Como reajustar salários em tempos de crise?
A recessão econômica vivida pelo Brasil colocará dentro em breve a sociedade num dilema crucial: como será possível reajustar salários nos patamares exigidos pelos trabalhadores do setor público e privado quando a escassez de recursos não é apenas mera abstração e sim um dado concreto da realidade?
Como se dizia antigamente, uma coisa é dever, outra é poder.

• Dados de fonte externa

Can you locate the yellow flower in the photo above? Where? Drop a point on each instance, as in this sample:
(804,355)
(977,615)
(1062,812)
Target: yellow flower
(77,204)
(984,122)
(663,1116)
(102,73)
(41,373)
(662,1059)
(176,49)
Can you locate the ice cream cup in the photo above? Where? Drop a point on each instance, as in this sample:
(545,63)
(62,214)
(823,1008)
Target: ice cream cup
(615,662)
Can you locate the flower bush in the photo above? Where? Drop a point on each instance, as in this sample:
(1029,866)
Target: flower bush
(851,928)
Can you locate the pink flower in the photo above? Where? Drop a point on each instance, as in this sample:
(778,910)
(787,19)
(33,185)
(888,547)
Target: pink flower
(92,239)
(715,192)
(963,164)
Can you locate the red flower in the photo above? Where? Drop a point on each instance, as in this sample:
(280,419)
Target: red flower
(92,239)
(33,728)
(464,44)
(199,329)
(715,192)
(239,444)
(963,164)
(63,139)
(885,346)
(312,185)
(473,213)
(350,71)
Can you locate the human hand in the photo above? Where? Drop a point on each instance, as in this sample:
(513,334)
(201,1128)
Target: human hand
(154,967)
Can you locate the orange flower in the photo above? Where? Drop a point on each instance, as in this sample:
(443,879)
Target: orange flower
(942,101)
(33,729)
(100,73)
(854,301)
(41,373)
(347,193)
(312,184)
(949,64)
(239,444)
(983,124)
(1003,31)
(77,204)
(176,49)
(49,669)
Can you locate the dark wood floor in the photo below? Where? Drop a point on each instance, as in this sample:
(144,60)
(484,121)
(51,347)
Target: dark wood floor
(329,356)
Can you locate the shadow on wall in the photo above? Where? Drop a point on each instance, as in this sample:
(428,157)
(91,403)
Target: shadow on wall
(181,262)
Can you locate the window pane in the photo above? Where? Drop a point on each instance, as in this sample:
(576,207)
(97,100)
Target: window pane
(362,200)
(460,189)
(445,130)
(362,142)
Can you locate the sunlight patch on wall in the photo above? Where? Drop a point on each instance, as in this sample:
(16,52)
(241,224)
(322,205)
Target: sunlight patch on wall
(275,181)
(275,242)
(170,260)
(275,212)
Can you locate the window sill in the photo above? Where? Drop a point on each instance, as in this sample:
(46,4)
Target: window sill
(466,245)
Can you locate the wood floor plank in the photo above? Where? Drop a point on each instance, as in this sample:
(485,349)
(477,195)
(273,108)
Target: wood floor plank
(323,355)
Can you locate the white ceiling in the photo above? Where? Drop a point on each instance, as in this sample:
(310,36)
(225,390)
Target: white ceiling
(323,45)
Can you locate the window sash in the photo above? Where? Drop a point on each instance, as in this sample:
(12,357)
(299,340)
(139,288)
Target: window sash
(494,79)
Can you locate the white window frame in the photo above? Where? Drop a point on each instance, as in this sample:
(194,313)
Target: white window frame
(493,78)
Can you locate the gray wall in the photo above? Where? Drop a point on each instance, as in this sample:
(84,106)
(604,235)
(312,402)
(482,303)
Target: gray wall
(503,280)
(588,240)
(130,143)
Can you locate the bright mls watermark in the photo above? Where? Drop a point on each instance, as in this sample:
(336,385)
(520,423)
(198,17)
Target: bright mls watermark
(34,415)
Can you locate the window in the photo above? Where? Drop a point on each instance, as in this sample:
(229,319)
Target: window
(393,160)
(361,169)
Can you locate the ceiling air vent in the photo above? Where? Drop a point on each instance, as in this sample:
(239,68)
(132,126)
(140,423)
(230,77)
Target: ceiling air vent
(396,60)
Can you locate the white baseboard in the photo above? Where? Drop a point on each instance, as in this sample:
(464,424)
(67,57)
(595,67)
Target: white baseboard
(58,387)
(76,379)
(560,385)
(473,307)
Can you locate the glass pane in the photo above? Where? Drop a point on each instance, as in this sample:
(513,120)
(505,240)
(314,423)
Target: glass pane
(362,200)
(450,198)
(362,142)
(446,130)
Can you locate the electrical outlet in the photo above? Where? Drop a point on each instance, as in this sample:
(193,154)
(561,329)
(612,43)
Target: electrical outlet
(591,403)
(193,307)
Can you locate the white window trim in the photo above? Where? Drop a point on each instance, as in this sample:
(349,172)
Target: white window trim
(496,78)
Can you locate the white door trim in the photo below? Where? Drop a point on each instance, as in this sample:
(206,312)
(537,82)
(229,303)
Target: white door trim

No caso da iniciativa privada, dificilmente se poderá conceder reajustes generosos sem que as empresas tenham que fazer cortes de pessoal, fechamento de unidades de negócios, redução de atividade, aumentando o desemprego e a escassez geral.
Existe o caminho da redução das margens de lucro, dos juros e da carga tributária, mas essas são lentas, graduais e restritas pelo modelo contratualista brasileiro, que impõe altos custos à mão de obra e à burocracia pesada que a nossa legislação exige, incidindo de maneira deletéria sobre a produtividade.
No setor público, a situação é mais dramática porque governos acumulam terríveis déficits, os orçamentos estão mais do que espremidos e não há muita margem para o desenvolvimento de uma política fiscal que possa ampliar a base de arrecadação na proporção do aumento vegetativo da folha salarial.
Muitos vão dizer que o caminho será reduzir o tamanho da máquina, melhorar a eficiência administrativa, combater rigorosamente a corrupção, adiar gastos desnecessários e fazer um torniquete na boca do caixa.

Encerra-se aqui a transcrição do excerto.